What else happening at this time? With a full-time job impending, I bought my first car. Ever since being a kid, I had paid attention to cars, their designs, their shapes, their aesthetics, not for their horsepower or racing potential. In the couple years before getting my job, I’d been obsessed by the third generation Ford Mustang (https://en.wikipedia.org/wiki/Ford_Mustang_(third_generation), though none of the photos are very good), for its trim, chic, sleek design. (Better photo of a typical version at https://cars.usnews.com/cars-trucks/the-history-of-the-ford-mustang/slide4.) I would stand at the 4th floor window of the DPSS office where I worked and look to spot them driving by.

I was also interested in the Chevrolet Citation (https://en.wikipedia.org/wiki/Chevrolet_Citation), a front-wheel drive compact car that was getting great press in the car magazines (Car & Driver, Road & Track) that I read at the time. But it was actually a bit bigger than the car I would need. And its reputation came to be terrible.

(It’s fascinating, I came to understand, how the car magazines would promote every new model as the best ever, criticizing issues with earlier models, and then do the same two or five years later, implicitly undermining their earlier assessments of the previous new models. This was a lesson to me about how journalism works.

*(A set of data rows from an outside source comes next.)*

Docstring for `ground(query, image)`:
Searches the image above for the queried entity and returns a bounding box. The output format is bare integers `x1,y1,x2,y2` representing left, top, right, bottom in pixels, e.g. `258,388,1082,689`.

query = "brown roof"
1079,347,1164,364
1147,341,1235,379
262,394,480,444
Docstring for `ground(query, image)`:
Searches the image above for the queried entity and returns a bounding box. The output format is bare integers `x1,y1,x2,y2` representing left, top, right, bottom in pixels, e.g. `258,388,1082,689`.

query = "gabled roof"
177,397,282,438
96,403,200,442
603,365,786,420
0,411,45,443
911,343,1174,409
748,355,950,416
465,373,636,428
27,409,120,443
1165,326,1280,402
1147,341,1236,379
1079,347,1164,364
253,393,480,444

They’re not being dishonest, exactly; it’s that everything is relative, and their current job is to sell magazines. Also, standards do improve over time.)

And also, the Japanese cars, in the 1970s making inroads into American markets, especially Honda. My college friend Philip Klutch was driving a 1980 Honda Accord. This was an era in which the Japanese car makers, including Toyota, Datsun later Nissan, and Honda, were paying much more attention to quality control than were the American car-makers, still at the time General Motors (GM), Ford, and Chrysler, were coasting on their domination of the American market. From reading all the reviews in the car magazines, I settled on a Honda Accord hatchback. When I told my father over the phone about my choice, he disapproved, and told me the Japanese car-makers were “killing our country.” I sent him some copies of the various reviews, and eventually accepted my choice.

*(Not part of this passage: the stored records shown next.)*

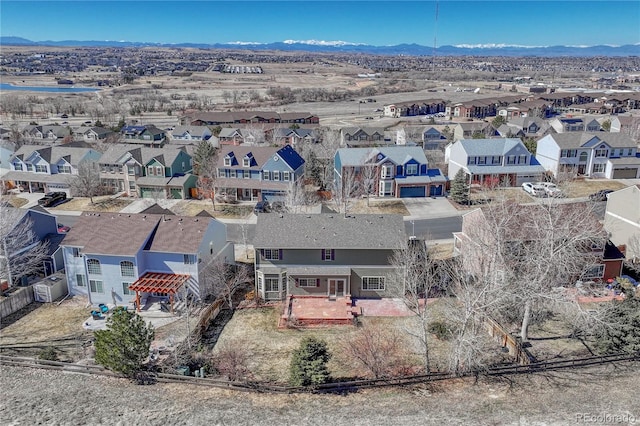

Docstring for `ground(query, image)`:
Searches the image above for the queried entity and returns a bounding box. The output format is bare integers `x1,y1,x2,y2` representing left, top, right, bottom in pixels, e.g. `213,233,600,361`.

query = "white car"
522,182,547,197
534,182,562,197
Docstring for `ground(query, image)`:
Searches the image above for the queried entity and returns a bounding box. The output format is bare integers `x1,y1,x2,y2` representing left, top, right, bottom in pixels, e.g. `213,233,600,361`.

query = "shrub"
289,337,331,386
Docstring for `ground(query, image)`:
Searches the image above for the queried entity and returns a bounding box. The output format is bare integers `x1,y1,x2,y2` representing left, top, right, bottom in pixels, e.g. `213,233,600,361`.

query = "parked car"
38,192,67,207
534,182,562,197
253,201,271,213
522,182,547,197
589,189,613,201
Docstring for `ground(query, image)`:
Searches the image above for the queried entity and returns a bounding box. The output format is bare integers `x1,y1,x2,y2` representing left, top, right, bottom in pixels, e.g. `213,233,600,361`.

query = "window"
262,249,280,260
87,259,102,275
298,278,318,287
583,265,604,278
322,249,335,261
362,277,384,291
89,280,104,293
264,275,280,292
120,260,135,277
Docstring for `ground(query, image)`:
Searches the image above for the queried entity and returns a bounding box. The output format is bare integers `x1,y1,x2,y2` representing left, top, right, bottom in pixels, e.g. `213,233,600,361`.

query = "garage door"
400,186,426,198
613,168,638,179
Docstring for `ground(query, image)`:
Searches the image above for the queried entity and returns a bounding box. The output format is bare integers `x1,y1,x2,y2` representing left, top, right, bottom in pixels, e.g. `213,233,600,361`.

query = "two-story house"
254,214,407,300
215,145,304,201
2,145,101,195
536,132,640,179
62,212,234,306
334,146,447,198
340,127,384,147
120,124,167,148
445,138,544,186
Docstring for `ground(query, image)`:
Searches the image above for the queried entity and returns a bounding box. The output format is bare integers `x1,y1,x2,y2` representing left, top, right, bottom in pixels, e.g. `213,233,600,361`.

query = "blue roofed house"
445,138,544,186
62,212,234,307
334,146,447,198
254,213,407,306
536,132,640,179
2,145,101,195
215,145,304,201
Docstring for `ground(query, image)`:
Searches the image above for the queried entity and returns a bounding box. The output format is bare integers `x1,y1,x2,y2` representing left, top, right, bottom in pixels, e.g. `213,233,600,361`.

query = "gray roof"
253,213,407,250
456,138,528,157
338,146,427,166
551,132,637,149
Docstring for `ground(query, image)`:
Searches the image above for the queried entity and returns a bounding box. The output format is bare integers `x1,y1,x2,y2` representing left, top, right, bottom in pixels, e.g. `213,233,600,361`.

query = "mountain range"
0,36,640,57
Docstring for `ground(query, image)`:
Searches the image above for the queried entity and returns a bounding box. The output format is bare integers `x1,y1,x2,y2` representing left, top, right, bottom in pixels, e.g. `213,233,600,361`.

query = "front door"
329,279,345,297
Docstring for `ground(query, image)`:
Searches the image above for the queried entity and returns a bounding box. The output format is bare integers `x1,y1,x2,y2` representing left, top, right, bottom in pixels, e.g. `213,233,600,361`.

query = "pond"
0,83,100,93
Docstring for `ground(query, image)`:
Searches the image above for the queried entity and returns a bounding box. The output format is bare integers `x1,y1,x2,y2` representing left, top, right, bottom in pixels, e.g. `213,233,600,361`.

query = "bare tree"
200,257,251,309
69,161,103,204
0,205,48,286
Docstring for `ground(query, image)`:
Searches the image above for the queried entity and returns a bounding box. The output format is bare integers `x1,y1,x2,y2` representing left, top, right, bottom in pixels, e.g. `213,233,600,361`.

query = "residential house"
215,145,304,201
0,206,64,285
253,214,407,300
334,146,447,198
536,132,640,179
453,203,624,285
604,185,640,262
340,127,384,147
62,212,234,306
120,124,167,148
2,145,101,195
99,144,197,199
453,121,498,140
171,126,212,143
445,138,544,186
73,127,115,143
266,127,316,146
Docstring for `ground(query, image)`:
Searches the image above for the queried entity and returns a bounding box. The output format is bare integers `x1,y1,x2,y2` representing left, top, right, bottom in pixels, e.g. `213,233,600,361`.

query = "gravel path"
0,364,640,426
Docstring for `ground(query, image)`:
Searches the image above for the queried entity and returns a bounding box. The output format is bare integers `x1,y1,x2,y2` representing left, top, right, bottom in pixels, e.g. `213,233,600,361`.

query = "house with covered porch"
254,214,407,306
61,212,234,308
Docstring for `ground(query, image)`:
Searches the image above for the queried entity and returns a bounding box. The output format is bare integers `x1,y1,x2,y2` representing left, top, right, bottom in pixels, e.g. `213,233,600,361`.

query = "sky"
0,0,640,46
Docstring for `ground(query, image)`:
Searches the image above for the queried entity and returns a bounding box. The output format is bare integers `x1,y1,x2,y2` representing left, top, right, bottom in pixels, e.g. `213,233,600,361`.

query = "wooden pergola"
129,272,191,313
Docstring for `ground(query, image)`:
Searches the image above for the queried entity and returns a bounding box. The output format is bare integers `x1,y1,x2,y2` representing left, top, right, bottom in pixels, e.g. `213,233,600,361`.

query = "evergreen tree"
289,337,331,386
451,169,469,204
95,307,155,377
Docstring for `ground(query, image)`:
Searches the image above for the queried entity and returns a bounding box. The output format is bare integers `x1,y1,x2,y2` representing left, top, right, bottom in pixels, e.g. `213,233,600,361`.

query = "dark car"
253,201,271,213
589,189,613,201
38,192,67,207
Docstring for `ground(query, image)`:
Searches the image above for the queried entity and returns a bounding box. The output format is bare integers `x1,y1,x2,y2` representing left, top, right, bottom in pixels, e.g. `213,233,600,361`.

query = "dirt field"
0,364,640,426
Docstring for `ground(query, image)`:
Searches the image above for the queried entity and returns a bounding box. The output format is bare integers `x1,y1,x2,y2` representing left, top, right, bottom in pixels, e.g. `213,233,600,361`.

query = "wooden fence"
0,285,34,319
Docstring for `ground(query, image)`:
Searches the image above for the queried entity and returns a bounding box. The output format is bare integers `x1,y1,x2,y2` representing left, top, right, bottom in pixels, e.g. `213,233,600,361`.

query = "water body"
0,83,100,93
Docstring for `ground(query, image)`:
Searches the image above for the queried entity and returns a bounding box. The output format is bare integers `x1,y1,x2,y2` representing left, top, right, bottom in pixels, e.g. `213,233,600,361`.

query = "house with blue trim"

My Uncle Bob financed this first car, since I hadn’t started my pro job yet; he co-signed the loan, and loaned me money to make the payments for the first few months. I think the list price of the car was something like $7500. I paid him back, of course, over the next year.

Perhaps partly for financial reasons, I bought this first car with a manual transmission, even though I’d never driven a car with manual transmission! At the time my Uncle Bob was driving the earliest model of the Mazda RX-7 (https://en.wikipedia.org/wiki/Mazda_RX-7) – another Japanese car model! – with a manual transmission, and so I spent some time driving his car, stalling in traffic several times, eventually getting the hang of it. (His car was silver and appears in one of my Apple Valley photos.)

So by the time I started my job at Rocketdyne, I had a car to drive.